Ferrum College, a Methodist school in Virginia, admitted "shared responsibility" for a suicide in 2000. Two ongoing court cases accuse the Massachusetts Institute of Technology of doing too little to help suicidal students.
In part, too, student suicides reverberate because each is a seemingly counterintuitive end to a story of promise and anticipation.
Garrett Smith's was. He was an Eagle Scout, an active Mormon, and a son of a U.S. senator, Gordon Smith of Oregon.

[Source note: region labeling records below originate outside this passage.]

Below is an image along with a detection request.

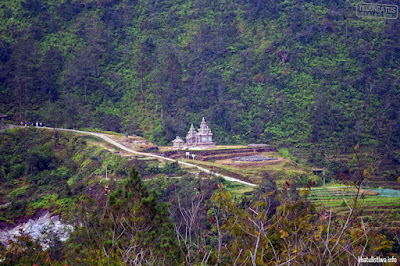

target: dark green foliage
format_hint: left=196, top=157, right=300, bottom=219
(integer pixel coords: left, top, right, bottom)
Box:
left=0, top=0, right=400, bottom=160
left=68, top=167, right=180, bottom=265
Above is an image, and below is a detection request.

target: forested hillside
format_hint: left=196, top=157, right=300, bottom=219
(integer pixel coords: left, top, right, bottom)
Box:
left=0, top=0, right=400, bottom=152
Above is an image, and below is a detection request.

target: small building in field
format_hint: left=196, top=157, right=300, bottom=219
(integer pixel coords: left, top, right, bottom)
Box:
left=172, top=117, right=215, bottom=149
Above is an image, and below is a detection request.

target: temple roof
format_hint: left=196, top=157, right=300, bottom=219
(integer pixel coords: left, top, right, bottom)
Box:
left=172, top=136, right=184, bottom=142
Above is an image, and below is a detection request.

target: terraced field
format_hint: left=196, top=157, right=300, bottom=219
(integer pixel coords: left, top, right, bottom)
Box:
left=309, top=188, right=400, bottom=229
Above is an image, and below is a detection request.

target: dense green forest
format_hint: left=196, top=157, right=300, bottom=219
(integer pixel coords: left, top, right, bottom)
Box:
left=0, top=128, right=400, bottom=265
left=0, top=0, right=400, bottom=150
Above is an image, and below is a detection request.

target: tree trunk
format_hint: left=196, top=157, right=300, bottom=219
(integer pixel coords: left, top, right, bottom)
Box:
left=18, top=80, right=22, bottom=121
left=140, top=67, right=144, bottom=103
left=83, top=76, right=87, bottom=103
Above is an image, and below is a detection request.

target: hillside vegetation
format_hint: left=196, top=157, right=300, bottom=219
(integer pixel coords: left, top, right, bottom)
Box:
left=0, top=0, right=400, bottom=152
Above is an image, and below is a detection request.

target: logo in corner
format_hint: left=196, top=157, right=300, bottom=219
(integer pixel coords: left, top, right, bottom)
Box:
left=356, top=3, right=399, bottom=19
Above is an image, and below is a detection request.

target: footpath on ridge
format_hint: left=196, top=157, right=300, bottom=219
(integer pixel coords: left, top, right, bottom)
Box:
left=43, top=127, right=257, bottom=187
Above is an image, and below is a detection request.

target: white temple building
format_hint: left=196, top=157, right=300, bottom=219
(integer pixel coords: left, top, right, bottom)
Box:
left=172, top=117, right=215, bottom=150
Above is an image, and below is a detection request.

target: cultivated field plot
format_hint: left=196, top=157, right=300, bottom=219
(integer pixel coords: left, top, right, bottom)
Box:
left=308, top=188, right=400, bottom=229
left=184, top=152, right=312, bottom=184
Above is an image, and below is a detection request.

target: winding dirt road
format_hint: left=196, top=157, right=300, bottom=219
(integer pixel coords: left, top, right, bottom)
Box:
left=39, top=127, right=257, bottom=187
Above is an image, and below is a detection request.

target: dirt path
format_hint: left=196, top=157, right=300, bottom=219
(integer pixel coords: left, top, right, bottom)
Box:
left=39, top=127, right=257, bottom=187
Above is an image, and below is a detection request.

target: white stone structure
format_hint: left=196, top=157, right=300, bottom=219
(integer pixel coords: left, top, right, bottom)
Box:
left=172, top=117, right=215, bottom=149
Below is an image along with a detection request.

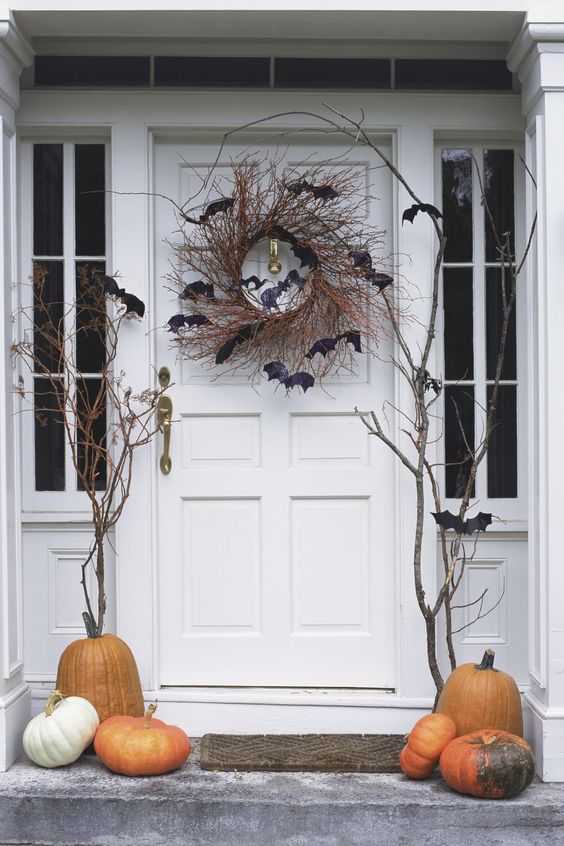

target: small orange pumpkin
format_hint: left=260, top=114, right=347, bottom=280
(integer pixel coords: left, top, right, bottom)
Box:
left=94, top=705, right=190, bottom=776
left=400, top=714, right=456, bottom=779
left=437, top=649, right=523, bottom=737
left=440, top=729, right=535, bottom=799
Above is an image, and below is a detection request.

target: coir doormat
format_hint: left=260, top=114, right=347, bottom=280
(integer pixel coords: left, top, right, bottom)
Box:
left=200, top=734, right=405, bottom=773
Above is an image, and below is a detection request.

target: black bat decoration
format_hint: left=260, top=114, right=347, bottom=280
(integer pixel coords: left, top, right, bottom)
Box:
left=215, top=320, right=264, bottom=364
left=349, top=250, right=372, bottom=270
left=94, top=273, right=145, bottom=317
left=263, top=361, right=315, bottom=394
left=306, top=332, right=362, bottom=359
left=239, top=276, right=268, bottom=291
left=401, top=203, right=442, bottom=224
left=266, top=225, right=319, bottom=270
left=260, top=270, right=304, bottom=311
left=180, top=197, right=235, bottom=226
left=431, top=511, right=492, bottom=535
left=167, top=314, right=210, bottom=335
left=286, top=179, right=339, bottom=200
left=180, top=279, right=215, bottom=300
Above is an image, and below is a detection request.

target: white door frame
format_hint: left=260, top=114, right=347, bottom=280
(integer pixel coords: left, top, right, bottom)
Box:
left=18, top=91, right=523, bottom=734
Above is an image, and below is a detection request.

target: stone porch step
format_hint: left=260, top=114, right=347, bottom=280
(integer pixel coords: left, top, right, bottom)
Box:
left=0, top=744, right=564, bottom=846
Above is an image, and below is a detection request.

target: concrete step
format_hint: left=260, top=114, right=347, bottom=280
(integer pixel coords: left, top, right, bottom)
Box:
left=0, top=748, right=564, bottom=846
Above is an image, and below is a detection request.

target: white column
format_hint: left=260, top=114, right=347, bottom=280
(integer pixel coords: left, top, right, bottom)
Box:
left=508, top=19, right=564, bottom=781
left=0, top=11, right=33, bottom=771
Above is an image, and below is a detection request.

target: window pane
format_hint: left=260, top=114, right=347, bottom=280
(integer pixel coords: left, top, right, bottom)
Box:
left=76, top=262, right=106, bottom=373
left=486, top=267, right=517, bottom=379
left=274, top=59, right=391, bottom=88
left=155, top=56, right=270, bottom=88
left=74, top=144, right=106, bottom=256
left=77, top=379, right=106, bottom=491
left=443, top=267, right=474, bottom=380
left=444, top=385, right=474, bottom=499
left=33, top=144, right=63, bottom=256
left=484, top=150, right=515, bottom=261
left=33, top=261, right=64, bottom=373
left=442, top=150, right=472, bottom=262
left=34, top=377, right=65, bottom=491
left=487, top=385, right=517, bottom=498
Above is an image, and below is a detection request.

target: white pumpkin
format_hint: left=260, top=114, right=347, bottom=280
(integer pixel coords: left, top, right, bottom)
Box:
left=22, top=690, right=100, bottom=767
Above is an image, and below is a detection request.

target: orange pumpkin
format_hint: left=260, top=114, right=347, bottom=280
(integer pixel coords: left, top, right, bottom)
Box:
left=440, top=729, right=535, bottom=799
left=400, top=714, right=456, bottom=779
left=57, top=634, right=145, bottom=722
left=437, top=649, right=523, bottom=737
left=94, top=705, right=190, bottom=776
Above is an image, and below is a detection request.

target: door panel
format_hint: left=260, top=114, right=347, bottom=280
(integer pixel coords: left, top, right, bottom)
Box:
left=154, top=134, right=395, bottom=688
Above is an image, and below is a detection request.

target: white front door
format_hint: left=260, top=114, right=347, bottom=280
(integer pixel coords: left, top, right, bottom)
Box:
left=154, top=138, right=396, bottom=688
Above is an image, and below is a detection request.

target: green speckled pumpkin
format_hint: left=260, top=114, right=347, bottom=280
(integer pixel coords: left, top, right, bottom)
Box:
left=439, top=729, right=535, bottom=799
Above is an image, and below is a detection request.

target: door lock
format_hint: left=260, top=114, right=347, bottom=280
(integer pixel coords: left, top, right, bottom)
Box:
left=157, top=394, right=172, bottom=476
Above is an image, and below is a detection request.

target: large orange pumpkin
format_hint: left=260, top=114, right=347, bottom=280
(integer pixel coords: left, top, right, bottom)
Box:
left=440, top=729, right=535, bottom=799
left=94, top=705, right=190, bottom=776
left=400, top=714, right=456, bottom=779
left=437, top=649, right=523, bottom=737
left=57, top=634, right=145, bottom=722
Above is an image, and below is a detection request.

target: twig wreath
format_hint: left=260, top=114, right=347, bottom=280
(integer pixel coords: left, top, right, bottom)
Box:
left=167, top=158, right=393, bottom=391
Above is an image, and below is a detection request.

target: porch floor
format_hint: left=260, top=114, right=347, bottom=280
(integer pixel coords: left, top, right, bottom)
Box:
left=0, top=743, right=564, bottom=846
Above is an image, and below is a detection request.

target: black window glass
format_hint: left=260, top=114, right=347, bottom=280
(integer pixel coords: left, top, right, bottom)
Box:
left=443, top=267, right=474, bottom=381
left=76, top=379, right=106, bottom=491
left=487, top=385, right=517, bottom=498
left=483, top=150, right=515, bottom=261
left=395, top=59, right=513, bottom=91
left=274, top=59, right=391, bottom=88
left=35, top=56, right=151, bottom=86
left=74, top=144, right=106, bottom=256
left=33, top=261, right=64, bottom=373
left=34, top=377, right=65, bottom=491
left=76, top=262, right=106, bottom=373
left=442, top=149, right=472, bottom=262
left=444, top=385, right=474, bottom=499
left=33, top=144, right=63, bottom=256
left=486, top=267, right=517, bottom=379
left=154, top=56, right=270, bottom=88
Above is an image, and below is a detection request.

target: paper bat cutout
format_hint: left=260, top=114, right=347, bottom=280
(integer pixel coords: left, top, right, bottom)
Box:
left=260, top=270, right=304, bottom=311
left=286, top=179, right=339, bottom=200
left=401, top=203, right=442, bottom=223
left=366, top=271, right=394, bottom=291
left=306, top=332, right=362, bottom=358
left=167, top=314, right=210, bottom=335
left=266, top=225, right=319, bottom=270
left=180, top=279, right=215, bottom=300
left=431, top=511, right=492, bottom=535
left=239, top=275, right=269, bottom=291
left=94, top=273, right=145, bottom=317
left=180, top=197, right=235, bottom=226
left=262, top=361, right=315, bottom=394
left=215, top=320, right=264, bottom=364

Being dyslexic, Garrett Smith had a hard time in school and sometimes suffered from depression. But he graduated from high school, completed his faith's traditional two-year mission abroad, and went to college in Utah.
During his first semester, his state of mind darkened precipitously. His parents persuaded him to see therapists and try medication. They underscored that his family and church were there for him.
During his second semester, Garrett Smith killed himself in his apartment. He was 21.
"That Garrett eluded me haunts me every day," his stricken father told fellow senators the following spring, in March 2004.
Smith persuaded legislators to make money available to improve college mental-health services, among other suicide-prevention efforts. The law, which President Bush signed in October, is thought to mark the first time Congress has set aside money specifically for campus psychological programs.
Congress has OK'd $1.5 million for the college programs for this budget year, according to Smith's office. The federal Substance Abuse and Mental Health Services Administration expects to have guidelines by June for colleges interested in applying for the money.
Counseling is being extended in new directions, as well. The University of Florida has counseling graduate students on call to serve as "crisis intervention consultants" in the dorms. The University of Miami has added a social worker to help students with both psychological and practical problems.
(c) 2005, South Florida Sun-Sentinel. Distributed by U-WIRE.